Typical NLP problems

There are a variety of language tasks that, while simple and second-nature to humans, are very difficult for a machine. The confusion is mostly due to linguistic nuances like irony and idioms. Let’s take a look at some of the areas of NLP that researchers are trying to tackle (roughly in order of their complexity):
The most common and possibly easiest one is sentiment analysis. This is, essentially, determining the attitude or emotional reaction of a speaker/writer toward a particular topic (or in general). Possible sentiments are positive, neutral, and negative. Check out this great article about using Deep Convolutional Neural Networks for gauging sentiment in tweets. Another interesting experiment showed that a Deep Recurrent Net could the learn sentiment by accident .

Unsupervised sentiment neuron
Figure 3: Activation of a neuron from a net used to generate next character of text. It is clear that it learned the sentiment even though it was trained in an entirely unsupervised environment.

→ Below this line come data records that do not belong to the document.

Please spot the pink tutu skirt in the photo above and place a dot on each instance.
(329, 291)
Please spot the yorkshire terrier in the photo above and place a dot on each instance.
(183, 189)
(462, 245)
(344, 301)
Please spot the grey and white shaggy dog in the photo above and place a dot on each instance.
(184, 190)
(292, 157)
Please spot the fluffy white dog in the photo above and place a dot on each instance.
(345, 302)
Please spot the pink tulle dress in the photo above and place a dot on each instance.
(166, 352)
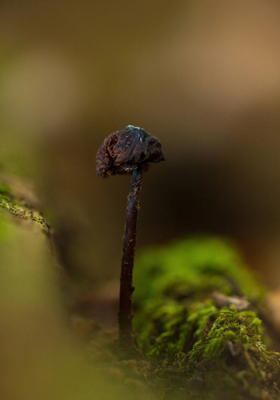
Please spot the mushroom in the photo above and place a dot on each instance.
(128, 151)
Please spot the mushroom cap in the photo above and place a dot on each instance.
(124, 151)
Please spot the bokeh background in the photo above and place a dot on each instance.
(202, 76)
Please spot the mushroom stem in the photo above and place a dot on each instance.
(126, 335)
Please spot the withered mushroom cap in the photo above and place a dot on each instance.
(124, 151)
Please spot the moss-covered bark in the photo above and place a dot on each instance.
(20, 208)
(203, 337)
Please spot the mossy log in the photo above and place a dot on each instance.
(199, 323)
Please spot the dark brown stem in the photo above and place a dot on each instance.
(126, 335)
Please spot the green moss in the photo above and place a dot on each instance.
(193, 268)
(19, 208)
(202, 349)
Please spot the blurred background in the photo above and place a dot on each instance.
(203, 77)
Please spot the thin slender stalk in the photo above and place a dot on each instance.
(126, 335)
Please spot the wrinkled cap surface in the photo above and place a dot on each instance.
(124, 151)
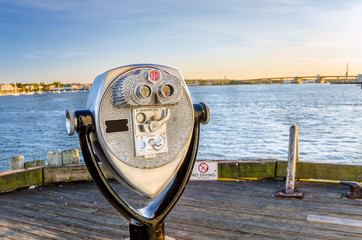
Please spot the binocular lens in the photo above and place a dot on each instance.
(166, 91)
(143, 91)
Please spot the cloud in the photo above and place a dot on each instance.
(52, 54)
(73, 54)
(37, 54)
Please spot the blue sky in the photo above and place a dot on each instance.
(76, 40)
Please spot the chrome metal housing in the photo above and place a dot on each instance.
(114, 96)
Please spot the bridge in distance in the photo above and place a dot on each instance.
(341, 79)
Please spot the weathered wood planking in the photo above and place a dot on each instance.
(334, 220)
(328, 171)
(206, 210)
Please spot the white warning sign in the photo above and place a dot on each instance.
(204, 170)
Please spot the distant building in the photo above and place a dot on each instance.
(29, 87)
(50, 87)
(6, 87)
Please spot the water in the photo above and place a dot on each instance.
(248, 122)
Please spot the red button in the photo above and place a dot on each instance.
(153, 75)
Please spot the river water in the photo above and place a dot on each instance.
(248, 122)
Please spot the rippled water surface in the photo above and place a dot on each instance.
(248, 122)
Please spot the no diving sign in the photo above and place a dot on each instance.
(204, 170)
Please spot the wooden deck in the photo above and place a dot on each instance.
(207, 210)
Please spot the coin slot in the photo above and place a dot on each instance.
(120, 125)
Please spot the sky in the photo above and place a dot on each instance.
(76, 40)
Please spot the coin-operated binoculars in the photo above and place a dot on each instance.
(142, 126)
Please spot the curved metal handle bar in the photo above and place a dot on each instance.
(158, 209)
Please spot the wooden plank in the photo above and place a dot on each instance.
(306, 170)
(69, 173)
(247, 168)
(12, 180)
(206, 210)
(335, 220)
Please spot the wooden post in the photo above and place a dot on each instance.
(70, 156)
(17, 162)
(293, 157)
(54, 158)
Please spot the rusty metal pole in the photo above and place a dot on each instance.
(293, 158)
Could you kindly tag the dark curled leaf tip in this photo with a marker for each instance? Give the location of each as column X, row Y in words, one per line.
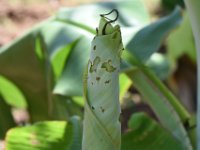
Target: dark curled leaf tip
column 110, row 20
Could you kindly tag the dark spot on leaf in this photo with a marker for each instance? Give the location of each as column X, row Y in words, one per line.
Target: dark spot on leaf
column 114, row 35
column 97, row 31
column 98, row 78
column 107, row 81
column 102, row 109
column 94, row 65
column 94, row 48
column 108, row 66
column 93, row 108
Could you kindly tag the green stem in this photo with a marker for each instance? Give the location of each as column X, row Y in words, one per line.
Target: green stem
column 193, row 7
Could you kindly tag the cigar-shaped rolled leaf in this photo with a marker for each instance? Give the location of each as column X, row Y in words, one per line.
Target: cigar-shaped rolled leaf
column 102, row 129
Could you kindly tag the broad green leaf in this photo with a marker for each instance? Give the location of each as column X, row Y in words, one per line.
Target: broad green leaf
column 6, row 119
column 47, row 135
column 102, row 129
column 80, row 51
column 69, row 83
column 12, row 94
column 149, row 39
column 146, row 134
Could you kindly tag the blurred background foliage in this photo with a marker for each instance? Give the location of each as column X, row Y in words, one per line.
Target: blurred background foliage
column 44, row 50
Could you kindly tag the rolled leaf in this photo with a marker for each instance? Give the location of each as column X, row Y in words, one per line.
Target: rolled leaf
column 102, row 129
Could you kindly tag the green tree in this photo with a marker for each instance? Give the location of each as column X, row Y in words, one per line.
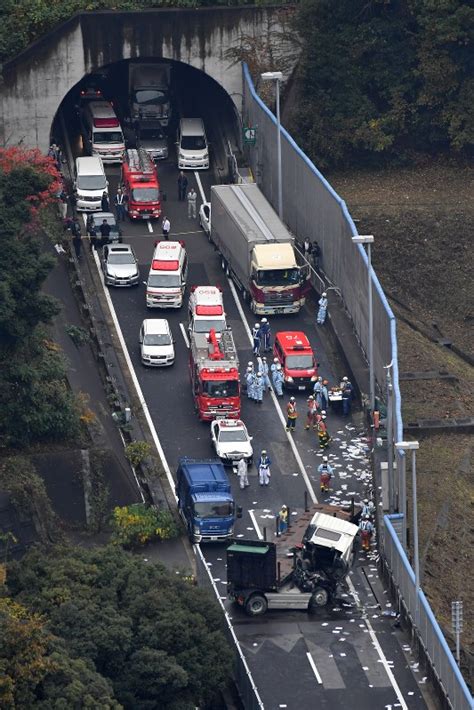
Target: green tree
column 36, row 670
column 155, row 637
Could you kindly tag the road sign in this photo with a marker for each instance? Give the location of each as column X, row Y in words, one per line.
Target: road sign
column 250, row 135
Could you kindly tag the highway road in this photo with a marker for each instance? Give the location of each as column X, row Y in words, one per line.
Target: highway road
column 337, row 657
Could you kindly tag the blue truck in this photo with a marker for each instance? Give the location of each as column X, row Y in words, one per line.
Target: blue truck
column 205, row 500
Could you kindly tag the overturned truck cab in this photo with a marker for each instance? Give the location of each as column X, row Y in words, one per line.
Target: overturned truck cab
column 291, row 574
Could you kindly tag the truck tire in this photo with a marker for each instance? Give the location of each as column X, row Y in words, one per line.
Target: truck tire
column 320, row 597
column 256, row 605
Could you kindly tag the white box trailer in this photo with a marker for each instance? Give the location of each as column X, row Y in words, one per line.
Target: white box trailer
column 257, row 249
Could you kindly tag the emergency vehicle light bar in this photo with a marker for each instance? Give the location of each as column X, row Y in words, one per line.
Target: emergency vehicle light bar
column 111, row 122
column 159, row 265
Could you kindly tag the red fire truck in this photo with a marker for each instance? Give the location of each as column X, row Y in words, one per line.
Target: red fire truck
column 140, row 185
column 214, row 370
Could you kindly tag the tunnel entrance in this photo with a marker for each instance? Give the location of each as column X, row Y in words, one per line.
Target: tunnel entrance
column 182, row 91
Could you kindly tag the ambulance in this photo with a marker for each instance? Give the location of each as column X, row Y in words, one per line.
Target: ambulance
column 167, row 277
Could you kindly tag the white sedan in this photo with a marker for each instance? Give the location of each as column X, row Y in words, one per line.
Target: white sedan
column 205, row 218
column 231, row 440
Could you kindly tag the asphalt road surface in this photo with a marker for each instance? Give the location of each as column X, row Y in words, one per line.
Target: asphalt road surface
column 337, row 657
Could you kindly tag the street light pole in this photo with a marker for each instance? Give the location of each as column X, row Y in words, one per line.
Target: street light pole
column 277, row 76
column 413, row 446
column 369, row 240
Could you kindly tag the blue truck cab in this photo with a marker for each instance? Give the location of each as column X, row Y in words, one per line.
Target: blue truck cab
column 205, row 500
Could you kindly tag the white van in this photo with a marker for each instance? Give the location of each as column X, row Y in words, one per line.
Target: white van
column 167, row 278
column 101, row 131
column 90, row 184
column 193, row 151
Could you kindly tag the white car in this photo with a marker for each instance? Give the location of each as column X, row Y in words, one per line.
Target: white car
column 205, row 217
column 156, row 343
column 231, row 440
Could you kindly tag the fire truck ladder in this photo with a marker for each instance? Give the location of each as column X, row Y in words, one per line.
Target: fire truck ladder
column 139, row 161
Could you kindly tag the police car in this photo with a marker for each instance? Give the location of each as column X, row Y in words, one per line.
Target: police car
column 231, row 440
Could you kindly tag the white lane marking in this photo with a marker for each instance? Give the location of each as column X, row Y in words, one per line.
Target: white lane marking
column 378, row 647
column 133, row 374
column 185, row 335
column 313, row 666
column 275, row 400
column 255, row 524
column 201, row 191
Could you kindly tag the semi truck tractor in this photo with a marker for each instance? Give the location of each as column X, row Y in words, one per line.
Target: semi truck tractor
column 149, row 92
column 257, row 250
column 293, row 572
column 205, row 500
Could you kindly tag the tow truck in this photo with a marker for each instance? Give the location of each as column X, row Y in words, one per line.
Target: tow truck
column 305, row 568
column 214, row 371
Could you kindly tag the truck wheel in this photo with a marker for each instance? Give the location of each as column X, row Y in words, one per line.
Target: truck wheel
column 256, row 605
column 320, row 597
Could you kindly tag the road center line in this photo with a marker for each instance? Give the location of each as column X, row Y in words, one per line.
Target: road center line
column 134, row 377
column 313, row 666
column 255, row 524
column 201, row 191
column 378, row 647
column 185, row 336
column 274, row 399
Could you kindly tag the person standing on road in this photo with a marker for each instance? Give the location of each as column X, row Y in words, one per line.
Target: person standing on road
column 250, row 380
column 256, row 339
column 347, row 391
column 323, row 309
column 264, row 469
column 104, row 203
column 258, row 388
column 366, row 530
column 277, row 379
column 266, row 379
column 182, row 186
column 312, row 410
column 120, row 205
column 283, row 519
column 192, row 199
column 291, row 414
column 325, row 474
column 265, row 335
column 242, row 473
column 165, row 227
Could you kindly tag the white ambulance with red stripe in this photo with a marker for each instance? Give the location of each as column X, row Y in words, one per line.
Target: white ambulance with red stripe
column 206, row 310
column 167, row 277
column 101, row 131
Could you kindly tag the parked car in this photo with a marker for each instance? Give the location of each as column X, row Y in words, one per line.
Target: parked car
column 120, row 265
column 205, row 217
column 156, row 343
column 231, row 440
column 115, row 231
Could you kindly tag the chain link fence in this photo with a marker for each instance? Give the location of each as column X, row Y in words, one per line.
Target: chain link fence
column 313, row 210
column 243, row 678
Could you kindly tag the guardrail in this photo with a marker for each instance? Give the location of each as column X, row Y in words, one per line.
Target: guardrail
column 429, row 633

A natural generalization of the previous case is document classification, where instead of assigning one of three possible flags to each article, we solve an ordinary classification problem. According to a comprehensive comparison of algorithms , it is safe to say that Deep Learning is the way to go fortext classification.

Now, we move on to the real deal: Machine Translation. Machine translation has posed a serious challenge for quite some time. It is important to understand that this an entirely different task than the two previous ones we’ve discussed. For this task, we require a model to predict a sequence of words, instead of a label. Machine translation makes clear what the fuss is all about with Deep Learning, as it has been an incredible breakthrough when it comes to sequential data. In this blog post you can read more about how — yep, you guessed it — Recurrent Neural Networks tackle translation, and in this one you can learn about how they achieve state-of-the-art results.

Say you need an automatic text summarization model, and you want it to extract only the most important parts of a text while preserving all of the meaning. This requires an algorithm that can understand the entire text while focusing on the specific parts that carry most of the meaning. This problem is neatly solved by attention mechanisms , which can be introduced as modules inside an end-to-end solution .

Lastly, there is question answering, which comes as close to Artificial Intelligence as you can get. For this task, not only does the model need to understand a question, but it is also required to have a full understanding of a text of interest and know exactly where to look to produce an answer. For a detailed explanation of a question answering solution (using Deep Learning, of course), check out this article .

Attention Mechanism
Figure 4: Beautiful visualization of an attention mechanism in a recurrent neural network trained to translate English to French.

Since Deep Learning offers vector representations for various kinds of data (e.g., text and images), you can build models to specialize in different domains. This is how researchers came up with ** visual question answering **. The task is "trivial": Just answer a question about an image. Sounds like a job for a 7-year-old, right? Nonetheless, deep models are the first to produce any reasonable results without human supervision. Results and a description of such a model are in this paper .

🍔 🍳 🍟 Starving for applications? Get your hands dirty and implement your NLP chatbot using LSTMs.

Recap

So, now you know. Deep Learning appeared in NLP relatively recently due to computational issues, and we needed to learn much more about Deep Neural Networks to understand their capabilities. But once we did, it changed the game forever.